下午,林凡找了个公用电话亭。
铁皮亭子锈了边,绿色的漆掉了大半,露出里面的铁锈,像块补丁。
里面摆着部黑色座机,按键上的数字都磨白了,“5” 键还陷下去一点,得使劲按才能通。他从口袋里摸出枚一元硬币,手指都有点抖 ——
这硬币是他早上卖橡皮赚的,攥在手里都暖了。
“叮” 的一声,硬币落进盒子里,他拨通了木牌上的电话,手指还在发抖 ——
这是他第一次主动联系转租,心里又紧张又期待,怕对方说 “已经租出去了”,又怕租金太贵
。
“喂,哪位?”
接电话的是个中年男人,声音带着点沙哑,像没睡醒,
还有点咳嗽,估计是着凉了,说话时还带着点鼻音。
“您好,我看到您那日杂店要转租,想问问情况。”
林凡尽量让声音听起来稳当,不像毛躁的年轻人,还特意清了清嗓子,把紧张压下去。
对方听说有兴趣,语气活泛了些,咳嗽声也停了:
“哦,你想做啥生意?是卖菜还是卖百货?
明天上午九点来店里谈吧,我在,顺便给你看看房产证,省得你不放心。”
语气里带着点实在,不像耍滑头的人。
挂了电话,林凡心里揣着股热乎劲,像揣了个小暖炉,连脚步都轻快了些。
晚上坐在灯下算账,他把存折摊在桌上,用笔圈出 “四万七千二”——
这钱绝不能动,是老本,也是以后做更大事的种子,要是动了,万一出事,连退路都没有。
棚子里的流动资金有八百六十三块,藏在床板下的铁盒里,
用布包了三层,每次拿的时候都小心翼翼的。
连环画收了五十多本,花了不到一百,最值钱的是那本 1962 年的《三打白骨精》,
上次有人出价二十他没卖,想着以后留给笑笑。
他计划最多拿出五千块租门面,租金、押金、装修、首批货,每一分都得算着花,像捏着沙子似的,不能漏一点。

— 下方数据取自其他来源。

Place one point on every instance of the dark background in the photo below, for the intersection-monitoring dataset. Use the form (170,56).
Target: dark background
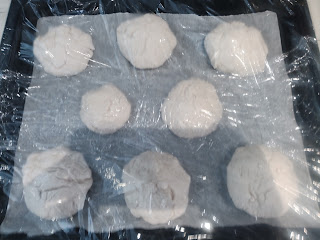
(301,55)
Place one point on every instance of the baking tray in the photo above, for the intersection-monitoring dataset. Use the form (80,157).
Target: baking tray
(302,62)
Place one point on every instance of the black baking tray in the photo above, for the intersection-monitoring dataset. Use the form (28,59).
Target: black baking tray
(302,62)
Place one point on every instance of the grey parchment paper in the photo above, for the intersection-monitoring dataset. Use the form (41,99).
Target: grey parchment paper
(257,110)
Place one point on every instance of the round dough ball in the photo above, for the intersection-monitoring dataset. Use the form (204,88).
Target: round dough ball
(146,42)
(105,110)
(261,181)
(63,50)
(157,187)
(236,48)
(192,109)
(55,183)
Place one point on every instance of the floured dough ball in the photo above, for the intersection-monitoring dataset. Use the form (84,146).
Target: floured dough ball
(261,181)
(55,183)
(157,187)
(236,48)
(192,109)
(146,42)
(63,50)
(105,110)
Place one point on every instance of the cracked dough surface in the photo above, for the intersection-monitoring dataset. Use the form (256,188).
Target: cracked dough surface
(237,49)
(261,181)
(105,110)
(146,41)
(63,50)
(157,187)
(192,109)
(55,183)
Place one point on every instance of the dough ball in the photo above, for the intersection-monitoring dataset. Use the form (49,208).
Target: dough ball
(146,42)
(63,50)
(192,109)
(157,187)
(236,48)
(261,181)
(105,110)
(55,183)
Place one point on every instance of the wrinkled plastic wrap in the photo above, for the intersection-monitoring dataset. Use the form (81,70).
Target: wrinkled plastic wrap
(256,110)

比如刷墙的石灰,要选县建材厂的,质量好,一袋五块,两袋就够,能刷完整个墙面;
木匠要找张师傅,上次修棚子的货架,他收费便宜,手艺还好,一天五十,打三排货架最多两天,加上材料,八百块足够了;
铺地面的水泥,选县水泥厂的,一袋八块,六袋四十八块,沙子一方二十块,总共不到七十块。
第二天一早,林凡把笑笑托付给隔壁张婶。
张婶六十岁,头发花白了大半,却很精神,儿子在外地打工,平时喜欢帮邻居看孩子,心地特别好。
上次林凡去市里进货,张婶就帮看过笑笑,还煮了鸡蛋羹给她吃,放了笑笑爱吃的虾皮。
“张婶,今天麻烦您帮我看会儿笑笑,我去谈点事,中午就回来,给您带包子,肉馅的。”
林凡把笑笑的小外套递给张婶,里面还塞了块手帕,怕孩子流鼻涕,又叮嘱道,
“她要是饿了,您就给她吃昨天买的饼干,别让她多吃,怕上火。”
张婶正择菜,手里拿着把青菜,叶子上还带着露水,笑着应下:
“放心去吧,你跟笑笑说,中午我给她煮鸡蛋羹,放好多虾皮,保证她爱吃。”
笑笑搂着张婶的脖子,小脸蛋蹭了蹭张婶的脸,还不忘跟林凡挥手:
“爸爸早点回来!我等你带包子!”
林凡到日杂店时,门虚掩着,能看见里面透出的光。
推开门,一股潮湿的霉味扑面而来,混着洗衣粉的淡香,墙角还有点返潮,墙皮都发绿了,摸上去黏糊糊的。
一个穿旧中山装的男人正蹲在地上清点库存,头发花白,鬓角沾着点灰,中山装的领口磨出了毛边,袖口还缝了块补丁,一看就是过日子仔细的人。
货架上只剩几袋洗衣粉、几块肥皂,孤零零地摆着,洗衣粉的保质期还有半年,肥皂是柠檬味的,包装都皱了,估计放了很久。